壁①:計算量と記述量が「画面」の限界を超えている
簿記1級は、A4用紙数枚にわたる膨大な資料を読み込み、複雑な計算過程を経て解答を導き出します。
2級レベルなら画面上の電卓やメモ機能で対応できても、1級の「意思決定会計」や「連結会計」のような複雑な思考プロセスを要する問題を、パソコン画面だけで解くのは物理的に困難です。
壁②:合格基準が「相対評価(傾斜配点)」である
ここが最大の違いです。
2級・3級のネット試験は「70点以上取れば合格」という絶対評価です。
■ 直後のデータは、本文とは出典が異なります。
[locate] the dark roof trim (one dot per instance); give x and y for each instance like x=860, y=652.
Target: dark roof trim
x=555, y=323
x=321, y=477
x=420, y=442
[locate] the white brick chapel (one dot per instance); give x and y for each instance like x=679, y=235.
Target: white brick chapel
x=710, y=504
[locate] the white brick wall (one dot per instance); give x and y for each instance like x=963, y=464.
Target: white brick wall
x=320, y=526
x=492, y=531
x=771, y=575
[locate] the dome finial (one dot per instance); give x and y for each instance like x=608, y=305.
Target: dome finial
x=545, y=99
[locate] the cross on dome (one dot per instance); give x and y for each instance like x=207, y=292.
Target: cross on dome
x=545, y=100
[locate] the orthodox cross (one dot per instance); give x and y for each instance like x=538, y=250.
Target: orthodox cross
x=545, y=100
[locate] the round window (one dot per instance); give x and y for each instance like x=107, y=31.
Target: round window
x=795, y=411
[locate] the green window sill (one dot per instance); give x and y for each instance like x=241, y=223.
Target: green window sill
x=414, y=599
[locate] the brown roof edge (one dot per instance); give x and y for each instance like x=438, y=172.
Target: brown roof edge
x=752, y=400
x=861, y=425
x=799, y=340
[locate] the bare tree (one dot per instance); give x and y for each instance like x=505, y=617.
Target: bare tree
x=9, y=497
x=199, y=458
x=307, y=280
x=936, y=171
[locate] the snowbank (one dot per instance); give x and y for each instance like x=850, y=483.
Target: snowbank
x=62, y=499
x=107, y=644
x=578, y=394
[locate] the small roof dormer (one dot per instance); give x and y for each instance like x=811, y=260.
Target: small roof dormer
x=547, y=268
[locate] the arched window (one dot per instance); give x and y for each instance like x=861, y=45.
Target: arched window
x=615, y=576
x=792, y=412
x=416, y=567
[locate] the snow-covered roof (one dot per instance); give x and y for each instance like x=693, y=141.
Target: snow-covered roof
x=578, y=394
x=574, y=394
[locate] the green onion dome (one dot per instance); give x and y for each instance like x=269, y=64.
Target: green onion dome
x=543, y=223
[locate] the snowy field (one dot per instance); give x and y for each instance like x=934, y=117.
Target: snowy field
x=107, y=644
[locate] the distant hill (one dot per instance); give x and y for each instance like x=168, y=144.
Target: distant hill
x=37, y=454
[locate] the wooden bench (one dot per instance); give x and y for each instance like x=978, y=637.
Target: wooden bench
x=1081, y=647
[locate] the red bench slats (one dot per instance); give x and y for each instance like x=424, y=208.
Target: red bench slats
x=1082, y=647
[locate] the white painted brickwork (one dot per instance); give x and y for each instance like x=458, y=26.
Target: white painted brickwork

問題プールからランダムに出題され、その場で合否が出ます。
一方、1級は「上位10%前後を合格させる」という相対評価(競争試験)の側面が強い試験です。
受験者全員が同じ問題を解き、全体の出来栄えを見て配点を調整(傾斜配点)する必要があるため、「いつでも誰でも受けられる」形式とは根本的に相性が悪いのです。
壁③:国家資格(税理士)への影響
日商簿記1級合格者は、税理士試験の受験資格が得られます。
国家資格へのパスポートとなる重要な試験であるため、試験の公平性やセキュリティには、2級・3級以上に厳格な管理が求められます。「ネットカフェのような環境で受験」というわけにはいきません。
今後の展望:税理士試験のデジタル化が試金石?
「じゃあ、未来永劫ペーパー試験のまま?」というと、変化の兆しはあります。
国税庁は「税理士試験のデジタル化(CBT化)」に向けた検討を進めています。
【予想される未来のシナリオ】
もし税理士試験や公認会計士試験で「本格的なCBT導入」が成功すれば、それに追随する形で日商簿記1級もCBT化される可能性はあります。
ただし、その場合も「いつでも受けられるオンデマンド方式」ではなく、「指定された日時に、指定されたテストセンターで、PCを使って一斉に受験する」という形式になる可能性が高いでしょう。
受験生へのアドバイス:待つのは損!今すぐ「書く」練習を
1級のネット試験化を期待して「待つ」のは、キャリア戦略として悪手です。
- 導入されるとしても、数年〜数十年先の話になる可能性が高い。
- 現行のペーパー試験で合格すれば、その価値は変わらない(むしろ希少性は高い)。
- 「手書きの計算力」は、実務や他の上位資格(会計士・税理士)でも必須のスキルである。
まとめ
日商簿記1級のネット試験(CBT)導入は、現時点では「予定なし」であり、構造的なハードルが高いため当面はペーパー試験が続くと予想されます。
「年2回しかチャンスがない」というプレッシャーは確かにきついですが、裏を返せば「その日に向けてピークを持っていく調整力」も試されている試験です。
不確定な未来を待つのではなく、現在のルールの中で確実に勝利を掴み取りましょう。